Caríssimo, ex-maridos!
Como está sua vida pós-divórcio? Imagino que a paz de espírito esteja ótima, não é? Vocês não têm mais que lidar com discussões sobre a tampa do vaso sanitário, pedir para pendurar a toalha, mandar tomar banho, fazer lição de casa, ir pra cama, acordar, fazer lancheira, levar e buscar da escola. Não precisa mais cuidar da alimentação, da rotina e tudo mais. Mas hoje eu não estou aqui para falar de toalhas ou tampas ou rotina. Estou aqui para conversar sobre algo muito mais importante: ser pai. Sim, isso mesmo. P-A-I.
Ser pai vai muito além de levar para jogar bola ou de pagar a pensão. Embora, vamos combinar, isso é o mínimo. Não é um favor, é responsabilidade. Mas ser pai de verdade é muito mais do que assinar um pix mensal. Vamos desmembrar isso? Aqui vai uma listinha básica, na minha opinião (e na de 99% das mães do universo), sobre o que é ser um bom pai. Contém deboche (e dor).
1. O básico: estar bem informado
Não é porque você não mora mais com seus filhos, que todas as responsabilidades devem recair sobre a mãe. Você sabe qual é o dia da reunião de pais? Os dias das provas? Seu filho precisa ir a alguma consulta médica? Precisa fazer exames? Tomar vacina? Qual foi a última vez que ele foi levado ao pediatra? Está na hora de se informar e participar. Dica: pelo amor dos deuses do Google Calendar, saiba quando é o dia da feira de ciências, converse com a mãe e combinem como farão sobre todas as atividades. Não fique esperando a mãe dar comando – agora ela tem um filho a menos (sim, é de você que estou falando).

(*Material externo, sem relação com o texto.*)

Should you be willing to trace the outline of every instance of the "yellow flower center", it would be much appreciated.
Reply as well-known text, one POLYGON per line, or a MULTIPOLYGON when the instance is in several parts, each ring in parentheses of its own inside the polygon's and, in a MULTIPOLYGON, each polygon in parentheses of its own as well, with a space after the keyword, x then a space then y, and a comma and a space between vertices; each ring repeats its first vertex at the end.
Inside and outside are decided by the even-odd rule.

2. Divisão de tarefas que não envolvem videogame
Só pra esclarecer: brincar de videogame com os filhos é muito legal, mas isso não é ser um "super pai". É entretenimento. Ser pai é participar das tarefas chatas também: ajudar no dever de casa, lavar aquele uniforme de futebol encardido, lembrar que existe algo chamado "merenda" e, ocasionalmente, cozinhar algo que não seja miojo.
3. Empatia: crie laços de verdade
Filho não é só uma extensão do seu ego. Ele não está aqui pra ser a réplica dos seus sonhos frustrados. Ouça. Pergunte como foi o dia, o que ele anda lendo (ou assistindo, porque a geração TikTok é visual). E, por favor, não dê respostas automáticas como "legal" ou "boa sorte". Envolva-se, dê conselhos, conte histórias que não terminem com "e foi assim que eu virei um herói", incentive, estimule um trabalho que a mãe pode estar fazendo sozinha do lado de lá.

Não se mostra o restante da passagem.